Era o ano de 1955, Londres a sarar as feridas da II Guerra apoiada na coroação de Isabel II. Tempo para famílias reais, para condessas, para herdeiras de fortunas, estrelas de cinema, enfim, todas as grandes senhoras da sociedade britânica a irem dar a uma casa. Desfile de mulheres que haveria de vestir o costureiro Reynolds Woodcock, e não havia outra como a Casa de Woodcock.
Casa que geria a sua irmã, Cyril (Lesley Manville) e em que, palavras do realizador-argumentista, “até as regras têm regras”, numa ordem que um dia Alma (Vicky Krieps), uma jovem descendente de imigrantes de Leste, aparece para romper com a rigorosa ordem estabelecida. Fim da rotina do obcecado Woodcock, da sua casa, como ele a conhecia – talvez mesmo a ameaça do seu próprio fim.
Para um homem assim, para Paul Thomas Anderson a este seu oitavo filme (primeiro que roda fora dos Estados Unidos, depois da aventura da adaptação de “Vício Intrínseco” de Thomas Pynchon), só um ator. O recatado mas premiadíssimo Daniel Day-Lewis, conhecido pelos critérios apertados com que escolhe os seus papéis (este é o seu primeiro filme depois de “Lincoln”, já lá vão cinco anos. E o quarto desde a última colaboração com Paul Thomas Anderson, há dez anos, em “Haverá Sangue”). Só Katharine Hepburn ganhou mais Óscares para um papel principal do que ele, que com metade das nomeações da atriz arrecadou já três, e volta agora a estar nomeado com este que veio no verão anunciar que será o seu último papel. Nomeado está também Paul Thomas Anderson para o Óscar de Melhor Realizador (mais um para juntar ao de Melhor Filme, Melhor Banda Sonora e Melhor Atriz Secundária).
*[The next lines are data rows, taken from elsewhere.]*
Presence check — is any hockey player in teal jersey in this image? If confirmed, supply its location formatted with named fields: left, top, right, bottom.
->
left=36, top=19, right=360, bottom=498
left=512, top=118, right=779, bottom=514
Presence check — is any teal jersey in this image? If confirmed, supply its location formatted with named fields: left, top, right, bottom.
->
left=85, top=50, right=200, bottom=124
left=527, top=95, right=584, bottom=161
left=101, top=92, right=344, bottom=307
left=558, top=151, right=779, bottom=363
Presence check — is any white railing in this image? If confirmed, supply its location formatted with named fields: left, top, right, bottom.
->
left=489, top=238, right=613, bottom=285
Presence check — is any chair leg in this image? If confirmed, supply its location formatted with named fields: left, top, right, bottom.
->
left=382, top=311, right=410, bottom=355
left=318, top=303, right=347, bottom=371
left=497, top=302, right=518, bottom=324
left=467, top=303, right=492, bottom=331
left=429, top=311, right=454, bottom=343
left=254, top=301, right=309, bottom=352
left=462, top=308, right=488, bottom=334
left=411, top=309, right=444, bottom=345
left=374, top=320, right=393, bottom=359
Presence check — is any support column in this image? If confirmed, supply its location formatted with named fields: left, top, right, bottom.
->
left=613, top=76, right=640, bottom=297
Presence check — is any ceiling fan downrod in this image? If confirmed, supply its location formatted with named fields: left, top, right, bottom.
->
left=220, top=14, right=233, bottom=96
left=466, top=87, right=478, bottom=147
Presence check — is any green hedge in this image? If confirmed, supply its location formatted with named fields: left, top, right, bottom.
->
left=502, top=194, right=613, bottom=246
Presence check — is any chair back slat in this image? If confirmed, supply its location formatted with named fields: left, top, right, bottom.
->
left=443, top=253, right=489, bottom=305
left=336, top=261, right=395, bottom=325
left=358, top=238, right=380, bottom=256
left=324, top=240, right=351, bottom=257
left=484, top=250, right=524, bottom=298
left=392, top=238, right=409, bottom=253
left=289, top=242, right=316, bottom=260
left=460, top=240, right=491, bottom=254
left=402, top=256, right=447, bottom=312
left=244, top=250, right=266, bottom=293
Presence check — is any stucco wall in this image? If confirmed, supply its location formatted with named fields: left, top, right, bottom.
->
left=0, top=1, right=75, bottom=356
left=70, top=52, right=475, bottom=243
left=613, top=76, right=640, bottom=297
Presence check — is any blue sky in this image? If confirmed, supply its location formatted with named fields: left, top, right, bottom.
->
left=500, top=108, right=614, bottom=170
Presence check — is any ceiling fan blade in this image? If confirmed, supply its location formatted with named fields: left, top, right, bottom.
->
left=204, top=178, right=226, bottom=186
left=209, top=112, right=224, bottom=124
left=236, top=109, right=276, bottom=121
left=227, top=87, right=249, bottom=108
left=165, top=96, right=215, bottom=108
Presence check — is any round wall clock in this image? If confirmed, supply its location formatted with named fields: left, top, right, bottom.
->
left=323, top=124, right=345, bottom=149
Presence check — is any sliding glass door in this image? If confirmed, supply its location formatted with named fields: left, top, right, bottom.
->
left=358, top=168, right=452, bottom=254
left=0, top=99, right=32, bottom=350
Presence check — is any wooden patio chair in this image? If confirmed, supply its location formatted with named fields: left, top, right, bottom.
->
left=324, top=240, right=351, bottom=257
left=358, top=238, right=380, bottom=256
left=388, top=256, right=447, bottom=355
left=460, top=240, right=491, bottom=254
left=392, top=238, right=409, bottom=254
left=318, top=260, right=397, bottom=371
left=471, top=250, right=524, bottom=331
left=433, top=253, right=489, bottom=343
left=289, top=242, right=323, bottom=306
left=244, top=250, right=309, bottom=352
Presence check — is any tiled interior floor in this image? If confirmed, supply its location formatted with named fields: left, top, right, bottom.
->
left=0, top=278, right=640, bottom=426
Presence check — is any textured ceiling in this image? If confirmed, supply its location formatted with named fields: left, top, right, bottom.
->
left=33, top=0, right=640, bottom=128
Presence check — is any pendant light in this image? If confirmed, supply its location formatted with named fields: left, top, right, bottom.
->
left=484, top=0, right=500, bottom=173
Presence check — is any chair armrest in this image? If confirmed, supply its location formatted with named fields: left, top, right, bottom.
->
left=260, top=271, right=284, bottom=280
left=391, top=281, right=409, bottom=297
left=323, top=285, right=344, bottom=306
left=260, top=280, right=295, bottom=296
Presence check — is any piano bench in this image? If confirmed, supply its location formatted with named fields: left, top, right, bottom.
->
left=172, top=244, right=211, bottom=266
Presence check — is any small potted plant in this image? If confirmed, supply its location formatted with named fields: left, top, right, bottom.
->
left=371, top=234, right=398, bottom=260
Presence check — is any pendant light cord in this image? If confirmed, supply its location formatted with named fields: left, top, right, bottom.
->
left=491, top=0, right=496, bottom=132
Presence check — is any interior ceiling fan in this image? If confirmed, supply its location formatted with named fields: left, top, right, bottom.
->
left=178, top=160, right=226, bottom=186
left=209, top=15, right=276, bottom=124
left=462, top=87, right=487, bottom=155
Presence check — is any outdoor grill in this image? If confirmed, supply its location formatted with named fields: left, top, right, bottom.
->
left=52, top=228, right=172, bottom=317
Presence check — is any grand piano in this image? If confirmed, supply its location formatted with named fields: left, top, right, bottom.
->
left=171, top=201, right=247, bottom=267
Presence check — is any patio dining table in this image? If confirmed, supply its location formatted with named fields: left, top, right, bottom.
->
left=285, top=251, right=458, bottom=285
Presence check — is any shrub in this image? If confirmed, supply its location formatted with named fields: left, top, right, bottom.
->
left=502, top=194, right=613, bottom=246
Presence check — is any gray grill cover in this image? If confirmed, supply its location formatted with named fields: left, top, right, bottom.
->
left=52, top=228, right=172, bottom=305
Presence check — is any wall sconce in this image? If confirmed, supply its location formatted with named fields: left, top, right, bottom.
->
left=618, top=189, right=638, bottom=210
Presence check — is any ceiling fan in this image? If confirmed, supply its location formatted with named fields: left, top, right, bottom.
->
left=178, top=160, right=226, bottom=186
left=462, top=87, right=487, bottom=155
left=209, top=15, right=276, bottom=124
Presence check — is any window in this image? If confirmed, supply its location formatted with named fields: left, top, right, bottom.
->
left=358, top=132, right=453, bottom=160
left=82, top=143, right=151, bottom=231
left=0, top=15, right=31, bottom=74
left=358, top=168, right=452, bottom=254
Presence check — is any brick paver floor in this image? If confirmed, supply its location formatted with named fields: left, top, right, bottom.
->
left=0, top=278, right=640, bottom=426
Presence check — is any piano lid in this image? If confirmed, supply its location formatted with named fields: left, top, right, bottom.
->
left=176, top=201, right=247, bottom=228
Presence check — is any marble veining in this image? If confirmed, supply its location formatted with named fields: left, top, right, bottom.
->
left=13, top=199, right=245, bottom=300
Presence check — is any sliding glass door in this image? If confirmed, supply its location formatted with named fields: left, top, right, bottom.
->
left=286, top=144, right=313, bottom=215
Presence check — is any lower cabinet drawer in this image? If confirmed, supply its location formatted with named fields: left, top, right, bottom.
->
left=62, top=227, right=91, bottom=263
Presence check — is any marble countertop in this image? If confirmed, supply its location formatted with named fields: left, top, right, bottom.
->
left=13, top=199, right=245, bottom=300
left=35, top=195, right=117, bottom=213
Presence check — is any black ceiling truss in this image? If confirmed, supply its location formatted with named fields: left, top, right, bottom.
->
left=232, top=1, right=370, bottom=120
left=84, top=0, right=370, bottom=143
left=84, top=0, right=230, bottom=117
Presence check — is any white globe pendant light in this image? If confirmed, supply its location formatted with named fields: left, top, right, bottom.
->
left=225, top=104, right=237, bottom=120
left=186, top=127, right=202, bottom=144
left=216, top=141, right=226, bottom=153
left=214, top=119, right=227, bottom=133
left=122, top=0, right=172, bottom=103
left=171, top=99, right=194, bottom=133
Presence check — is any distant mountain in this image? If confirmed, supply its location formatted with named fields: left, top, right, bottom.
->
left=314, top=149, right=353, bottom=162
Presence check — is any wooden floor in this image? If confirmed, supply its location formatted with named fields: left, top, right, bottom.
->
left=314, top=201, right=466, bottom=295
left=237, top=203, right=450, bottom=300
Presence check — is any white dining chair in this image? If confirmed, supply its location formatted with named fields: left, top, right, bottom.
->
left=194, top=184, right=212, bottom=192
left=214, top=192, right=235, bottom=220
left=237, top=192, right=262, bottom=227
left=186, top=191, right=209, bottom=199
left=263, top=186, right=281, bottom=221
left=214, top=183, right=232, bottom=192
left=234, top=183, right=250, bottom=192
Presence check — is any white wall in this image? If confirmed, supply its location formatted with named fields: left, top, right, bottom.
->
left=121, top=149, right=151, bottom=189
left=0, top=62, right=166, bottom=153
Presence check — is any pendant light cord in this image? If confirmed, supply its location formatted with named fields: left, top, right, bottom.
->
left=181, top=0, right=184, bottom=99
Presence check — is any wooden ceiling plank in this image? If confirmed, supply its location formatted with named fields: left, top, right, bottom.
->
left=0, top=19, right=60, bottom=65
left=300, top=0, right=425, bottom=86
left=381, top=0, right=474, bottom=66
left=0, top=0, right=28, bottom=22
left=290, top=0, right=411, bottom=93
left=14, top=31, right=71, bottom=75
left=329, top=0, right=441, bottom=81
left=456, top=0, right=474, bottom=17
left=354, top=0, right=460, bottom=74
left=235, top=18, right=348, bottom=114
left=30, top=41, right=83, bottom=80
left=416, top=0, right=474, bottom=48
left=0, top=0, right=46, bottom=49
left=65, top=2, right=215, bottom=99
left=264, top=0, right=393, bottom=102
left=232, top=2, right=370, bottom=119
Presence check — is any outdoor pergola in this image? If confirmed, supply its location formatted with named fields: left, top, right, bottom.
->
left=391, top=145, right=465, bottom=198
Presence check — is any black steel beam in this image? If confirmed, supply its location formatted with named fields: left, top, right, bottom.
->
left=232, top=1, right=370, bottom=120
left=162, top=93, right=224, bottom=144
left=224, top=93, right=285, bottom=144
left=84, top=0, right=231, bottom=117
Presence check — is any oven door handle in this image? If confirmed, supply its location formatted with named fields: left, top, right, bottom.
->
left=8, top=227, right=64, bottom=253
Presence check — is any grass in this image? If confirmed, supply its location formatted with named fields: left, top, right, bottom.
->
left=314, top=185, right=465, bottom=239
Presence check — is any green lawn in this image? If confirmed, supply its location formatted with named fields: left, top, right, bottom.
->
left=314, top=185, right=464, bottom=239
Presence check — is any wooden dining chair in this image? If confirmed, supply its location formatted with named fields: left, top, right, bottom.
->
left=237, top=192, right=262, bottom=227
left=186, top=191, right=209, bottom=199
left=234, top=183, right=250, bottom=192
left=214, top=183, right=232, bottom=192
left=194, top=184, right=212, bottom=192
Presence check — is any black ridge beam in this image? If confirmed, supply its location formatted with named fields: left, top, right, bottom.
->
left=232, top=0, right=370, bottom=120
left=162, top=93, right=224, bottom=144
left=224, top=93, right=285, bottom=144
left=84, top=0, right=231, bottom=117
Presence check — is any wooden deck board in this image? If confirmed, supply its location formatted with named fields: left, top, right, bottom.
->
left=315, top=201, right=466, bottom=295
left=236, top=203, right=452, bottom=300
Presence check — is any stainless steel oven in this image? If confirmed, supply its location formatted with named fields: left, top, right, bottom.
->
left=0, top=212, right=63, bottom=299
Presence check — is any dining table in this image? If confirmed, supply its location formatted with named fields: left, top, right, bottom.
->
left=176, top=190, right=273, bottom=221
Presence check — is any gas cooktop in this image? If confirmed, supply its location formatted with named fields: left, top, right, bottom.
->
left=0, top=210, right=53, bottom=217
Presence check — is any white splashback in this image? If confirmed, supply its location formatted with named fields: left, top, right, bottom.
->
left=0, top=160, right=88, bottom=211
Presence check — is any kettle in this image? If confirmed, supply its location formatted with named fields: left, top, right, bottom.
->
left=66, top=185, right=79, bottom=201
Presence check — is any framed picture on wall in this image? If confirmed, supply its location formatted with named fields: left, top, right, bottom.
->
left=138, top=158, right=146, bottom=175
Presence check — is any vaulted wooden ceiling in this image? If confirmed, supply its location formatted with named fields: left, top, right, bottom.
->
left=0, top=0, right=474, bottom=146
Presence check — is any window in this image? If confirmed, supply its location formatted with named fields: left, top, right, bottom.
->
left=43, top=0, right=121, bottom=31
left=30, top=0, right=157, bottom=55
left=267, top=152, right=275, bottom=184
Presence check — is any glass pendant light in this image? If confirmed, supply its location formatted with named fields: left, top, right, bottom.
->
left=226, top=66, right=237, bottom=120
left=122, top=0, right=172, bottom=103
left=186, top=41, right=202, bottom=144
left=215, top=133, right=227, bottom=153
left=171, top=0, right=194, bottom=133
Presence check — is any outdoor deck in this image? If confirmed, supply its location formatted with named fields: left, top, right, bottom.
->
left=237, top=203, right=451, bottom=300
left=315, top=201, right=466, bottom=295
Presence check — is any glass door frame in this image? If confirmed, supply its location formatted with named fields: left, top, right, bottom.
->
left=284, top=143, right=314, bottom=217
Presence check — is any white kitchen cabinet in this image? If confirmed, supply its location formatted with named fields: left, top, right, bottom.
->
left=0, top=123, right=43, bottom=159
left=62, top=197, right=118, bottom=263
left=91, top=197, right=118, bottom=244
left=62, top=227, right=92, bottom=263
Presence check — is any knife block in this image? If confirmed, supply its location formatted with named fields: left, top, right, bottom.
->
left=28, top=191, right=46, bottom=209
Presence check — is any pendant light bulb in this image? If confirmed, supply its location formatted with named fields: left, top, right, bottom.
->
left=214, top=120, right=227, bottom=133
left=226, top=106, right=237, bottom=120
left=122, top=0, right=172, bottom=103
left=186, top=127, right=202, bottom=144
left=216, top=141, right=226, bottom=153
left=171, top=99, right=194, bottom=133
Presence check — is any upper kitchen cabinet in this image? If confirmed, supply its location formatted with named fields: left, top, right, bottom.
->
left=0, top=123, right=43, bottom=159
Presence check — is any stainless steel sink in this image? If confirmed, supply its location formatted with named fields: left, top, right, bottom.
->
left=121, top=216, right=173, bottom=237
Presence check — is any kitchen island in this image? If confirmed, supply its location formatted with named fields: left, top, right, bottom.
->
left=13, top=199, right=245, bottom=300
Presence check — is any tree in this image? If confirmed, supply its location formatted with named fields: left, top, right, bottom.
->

Um retrato de um artista no seu processo criativo, mas também do processo de transformação contra o qual é empurrado pela chegada de Vicky, que Paul Thomas Anderson escreveu como uma “variação do romance gótico”, a explorar a luta de Woodcock e de Alma para “agarrarem e protegerem o seu amor”. Raramente juntos, quase sempre um contra o outro – e Woodcock sempre contra si próprio. Porque, no final, se o amor não tiver sido desgraça, terá sido a guerra. No mínimo.
Tanto que, para Day-Lewis, travá-la neste papel para o qual foi aprender o ofício de costureiro foi tão avassalador que não voltará a haver outro. Foi o que anunciou pelo menos num comunicado no verão passado. Que, depois de “Linha Fantasma”, estava terminada a sua carreira como ator. “Antes de ter feito o filme, não sabia que iria deixar de ser ator”, disse depois à “W Magazine”, numa entrevista exclusiva em que explicava a decisão. “Eu e o Paul rimo-nos muito antes do filme, mas depois deixámos de nos rir porque ambos estávamos esmagados por uma sensação de tristeza, que nos tomou de surpresa. Não tínhamos percebido aquilo que tínhamos feito nascer. Foi difícil viver com isso. Ainda é.”
E nada disto passará despercebido neste brilhante “Linha Fantasma”, que é afinal sobre fantasmas este novo filme de Paul Thomas Anderson que não vem para os exorcizar. Pelo contrário.